Sene 2019, Fransa’da Yüksek Lisans eğitimimi tamamlamış, Fas’ta doktora kabulü almak için arayışlardaydım. Bu arada tabii bakanlık burs vermeyi kesmiş, burssuz durumda olduğum için arada para kazanmak adına iş başvurularına bakıyordum. Ancak bir yandan da konteksten kopmamak adına doktora başvuruları için araştırma önerisi yazmak istiyordum. Araştırma önerisi için kafamda Türk Diyaneti ile Fas Diyanetini karşılaştırmalı çalışacağım bir taslak vardı. Bu taslak için biraz temel okumalar yapmak adına kitaplar listelemiş, ancak biraz daha beklesem mi diye düşünüyordum. Ancak ne zaman böyle bir düşünce ya da arayış içine girsem hemen aklıma ablam gelirdi. Bir gün uyanıp yeter artık ya şu işi halledeyim diye karar verdikten sonra hemen ablamı aradım. “Ablacımmmm selamün aleyküm” diye baskılı bir giriş yapınca, “Evet canım, söyle ne istiyorsun yine?” demişti. Durumu anlatınca “Tamam listeyi yap, at bana. Ne de olsa kefilinim, bu süreci tamamlaman benim de işime geliyor” diyerek güldü. Son doğum günümde de pastaya “Oku oku vazgeçme, bizi mahvetme” diye not yazdırmıştı zaten.”
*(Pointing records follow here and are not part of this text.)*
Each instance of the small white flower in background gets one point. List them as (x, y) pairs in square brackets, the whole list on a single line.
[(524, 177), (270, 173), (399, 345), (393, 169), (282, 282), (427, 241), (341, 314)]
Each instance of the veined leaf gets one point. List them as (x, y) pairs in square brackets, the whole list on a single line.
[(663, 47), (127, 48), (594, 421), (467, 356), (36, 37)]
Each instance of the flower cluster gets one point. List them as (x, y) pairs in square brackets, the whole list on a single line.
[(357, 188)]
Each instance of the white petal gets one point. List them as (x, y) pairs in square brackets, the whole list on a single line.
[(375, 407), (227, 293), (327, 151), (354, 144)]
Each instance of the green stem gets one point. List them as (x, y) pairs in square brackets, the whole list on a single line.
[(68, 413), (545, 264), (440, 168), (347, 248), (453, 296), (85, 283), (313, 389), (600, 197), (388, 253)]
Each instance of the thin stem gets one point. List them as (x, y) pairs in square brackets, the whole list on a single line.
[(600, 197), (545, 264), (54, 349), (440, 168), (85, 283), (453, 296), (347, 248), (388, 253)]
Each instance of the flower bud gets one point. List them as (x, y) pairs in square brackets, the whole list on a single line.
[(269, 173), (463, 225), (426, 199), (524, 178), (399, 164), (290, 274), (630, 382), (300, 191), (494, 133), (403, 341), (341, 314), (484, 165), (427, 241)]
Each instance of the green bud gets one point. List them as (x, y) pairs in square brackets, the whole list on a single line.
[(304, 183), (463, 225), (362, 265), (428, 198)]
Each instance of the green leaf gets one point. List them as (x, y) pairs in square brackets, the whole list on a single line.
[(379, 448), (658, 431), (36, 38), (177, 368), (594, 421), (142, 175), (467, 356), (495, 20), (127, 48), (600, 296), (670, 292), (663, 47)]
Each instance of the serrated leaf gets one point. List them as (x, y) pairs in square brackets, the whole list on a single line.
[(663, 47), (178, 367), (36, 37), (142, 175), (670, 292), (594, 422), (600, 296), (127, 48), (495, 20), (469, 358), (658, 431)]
Bursu kazandığım zamanda çok heyecanlanmıştı. Benim hep çok başarılı biri olmamı, istediğim ve hedeflediğim şeyleri başarmamı istemişti. Milli Eğitim Bakanlığı bursunu kazandığım zaman kefil lazım dediğimde de gülerek, arkanda babam olmasa bu iş bana mantıklı gelmiyor ama hadi olalım demişti. Evlilik sürecimde de çok heyecanlıydı. Her zaman, Burak için en iyisi olmasını isterdi. Bu durumu yakın arkadaşlarım da çok derinden hissederdi. Lisede yurtta kalırken, hafta sonu tatilinde en yakın arkadaşım Süleyman ile alışveriş yapmak için Olivium’a gitmiştik. Ablam da bana yardım etmek amacıyla bizimle gelmiş, bana elbiseler bakmış, istediğim şeyleri almış paketletmiş ve eve gitmiştik. Sonraki hafta, bu alışverişten çok etkilenen Süleyman yanıma gelip, “ulan var ya Burak o kadar çok ablam olmasını istedim ki tahmin bile edemezsin” demişti. Ama ablam Süleyman’a da ablalık yapmıştı. Devamlı birbirlerini arar, sorarlardı. Yeğenlerim devamlı Süleyman Dayı diye gezerdi ortalıkta.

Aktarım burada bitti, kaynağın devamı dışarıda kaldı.